Peppermint (Mentha piperata)

These mint hills are planted in hollow blocks that I used as border for my vegetable plots.  It turned out to be a great container for this ever-spreading plant.   They were planted last spring and have been trimmed twice - once in the summer and once in late fall.  Regular cutting-back prevents the stems from touching the ground - which is to be avoided at all times.  Mint is roots so easily and sends out stolons that spread underground.  Stolons are modified stems that grow underground.  They emerge out of the ground, to function and become regular stems.  By the time the stolons appear above-ground it's usually be too late.  An invasive plant has established itself in your territory.
Thyme (Thymus vulgaris) and Onions (Allium cepa)

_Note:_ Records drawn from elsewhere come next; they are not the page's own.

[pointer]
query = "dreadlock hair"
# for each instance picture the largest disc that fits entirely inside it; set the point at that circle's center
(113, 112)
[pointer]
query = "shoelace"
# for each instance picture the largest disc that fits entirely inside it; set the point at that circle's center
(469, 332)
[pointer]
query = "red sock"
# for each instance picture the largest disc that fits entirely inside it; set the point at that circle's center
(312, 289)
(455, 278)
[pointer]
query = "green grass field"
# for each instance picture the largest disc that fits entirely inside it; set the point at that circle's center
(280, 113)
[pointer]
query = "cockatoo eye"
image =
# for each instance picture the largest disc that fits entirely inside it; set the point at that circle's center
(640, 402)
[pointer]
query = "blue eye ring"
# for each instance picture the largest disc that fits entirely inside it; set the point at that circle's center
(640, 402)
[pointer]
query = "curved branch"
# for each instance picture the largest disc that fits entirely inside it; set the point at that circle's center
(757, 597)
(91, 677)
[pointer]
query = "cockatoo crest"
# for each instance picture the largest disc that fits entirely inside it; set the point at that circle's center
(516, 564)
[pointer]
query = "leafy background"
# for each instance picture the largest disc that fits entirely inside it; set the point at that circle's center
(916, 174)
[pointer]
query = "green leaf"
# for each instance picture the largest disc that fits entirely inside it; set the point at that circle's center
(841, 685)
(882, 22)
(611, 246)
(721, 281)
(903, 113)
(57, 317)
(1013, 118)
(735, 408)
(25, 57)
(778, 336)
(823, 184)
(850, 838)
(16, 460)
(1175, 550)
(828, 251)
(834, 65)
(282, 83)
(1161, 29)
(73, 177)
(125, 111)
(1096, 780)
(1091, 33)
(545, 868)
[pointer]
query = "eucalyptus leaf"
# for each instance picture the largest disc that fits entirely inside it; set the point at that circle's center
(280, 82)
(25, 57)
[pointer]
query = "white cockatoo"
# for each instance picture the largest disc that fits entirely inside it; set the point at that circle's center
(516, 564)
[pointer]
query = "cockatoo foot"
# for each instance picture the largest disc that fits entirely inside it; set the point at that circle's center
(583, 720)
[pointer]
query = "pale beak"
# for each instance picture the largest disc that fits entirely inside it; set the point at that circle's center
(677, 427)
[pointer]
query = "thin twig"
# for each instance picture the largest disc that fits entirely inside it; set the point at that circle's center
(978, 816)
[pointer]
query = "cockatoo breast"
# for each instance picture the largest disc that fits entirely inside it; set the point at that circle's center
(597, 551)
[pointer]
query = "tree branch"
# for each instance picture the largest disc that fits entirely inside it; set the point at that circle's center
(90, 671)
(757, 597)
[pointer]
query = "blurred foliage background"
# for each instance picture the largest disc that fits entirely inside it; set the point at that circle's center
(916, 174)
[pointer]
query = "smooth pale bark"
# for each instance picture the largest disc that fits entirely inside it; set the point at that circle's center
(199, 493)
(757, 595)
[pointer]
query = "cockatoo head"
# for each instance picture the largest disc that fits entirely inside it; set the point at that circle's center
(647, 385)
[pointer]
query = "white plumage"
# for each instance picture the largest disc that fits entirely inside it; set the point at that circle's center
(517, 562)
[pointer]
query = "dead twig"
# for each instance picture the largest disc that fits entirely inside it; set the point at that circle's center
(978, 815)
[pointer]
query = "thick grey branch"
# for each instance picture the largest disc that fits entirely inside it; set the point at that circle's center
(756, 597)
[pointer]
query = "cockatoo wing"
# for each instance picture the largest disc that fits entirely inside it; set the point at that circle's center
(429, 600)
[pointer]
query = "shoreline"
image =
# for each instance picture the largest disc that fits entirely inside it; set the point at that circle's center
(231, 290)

The tiny-leafed thyme is maintaining its foliage.  In the vegetable garden, I plant it as ground cover in between rows of vegetables.  It is shallow-rooted which means that it is not a potential danger to other plants.  Last spring I tucked thyme under zucchini and tomato plants.  In the shade, thyme produces longer internodes and softer leaves which I prefer for kitchen use.   As an ornamental plant, it is best to plant thyme in full sun.   

In early November I planted some small onions (too small for consumption) from the previous crop.  Now they are almost ready to be harvested as green onions (see picture above).   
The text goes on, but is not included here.